Ice and snow strands 500 Amtrak passengers
| Chicago
Most of the 500 Amtrak passengers who spent the night onboard three trains stranded in snow in northern Illinois are finally heading to Chicago, rail line officials said Tuesday morning.
About 300 passengers on two trains that were stuck near Mendota, about 80 miles from Chicago, boarded buses in Princeton for the final leg of their trip, said Amtrak spokesman Marc Magliari. They were expected to arrive midmorning.
A third train loaded with 217 people spent the night at a BNSF rail yard in Galesburg; they were expected to take buses or another form of transport for the final 150 miles to Chicago.
The trains — The Southwest Chief from Los Angeles, the Illinois Zephyr from Quincy and the California Zephyr from the San Francisco Bay area — got stuck after 3 p.m. Monday in blowing, drifting snow and ice that Magliari said made the tracks impassable.

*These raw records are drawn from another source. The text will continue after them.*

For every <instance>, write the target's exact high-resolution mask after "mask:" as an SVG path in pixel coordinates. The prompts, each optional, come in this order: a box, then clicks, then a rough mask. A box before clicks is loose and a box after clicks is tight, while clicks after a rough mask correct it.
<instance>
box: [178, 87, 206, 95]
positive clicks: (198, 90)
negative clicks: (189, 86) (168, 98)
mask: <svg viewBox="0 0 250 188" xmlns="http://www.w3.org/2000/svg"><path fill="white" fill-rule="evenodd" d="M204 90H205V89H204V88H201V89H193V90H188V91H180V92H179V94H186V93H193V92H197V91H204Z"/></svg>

Passengers spent the night sleeping and eating while emergency workers were on standby. Train crews handed out food and prepared for any medical issues, but authorities said there were none.
"There was no good reason to take people out of warm trains ... into the cold," he said. "We sheltered them in place."
Amtrak canceled nearly two dozen trains in Illinois on Tuesday because of the cold and lingering snow from a weekend storm that dumped more than a foot of snow in some areas of Illinois.
Magliari said crews were clearing tracks and hoped to resume operations Wednesday.
Meanwhile, frigid air that snapped decades-old records will make venturing outside dangerous for a second straight day Tuesday, this time spreading to southern and eastern parts of the U.S. and keeping many schools and businesses shuttered. Residents driven from their homes by power outages in the Midwest longed to return to their own beds.
Monday's subzero temperatures broke records for the date in Chicago, at minus 16, and Fort Wayne, Ind., where the mercury fell to 13 below. Records also fell in Oklahoma and Texas, and wind chills across the region were 40 below and colder. Officials in Indiana, already struggling with high winds and more than a foot of snow, urged residents to stay home.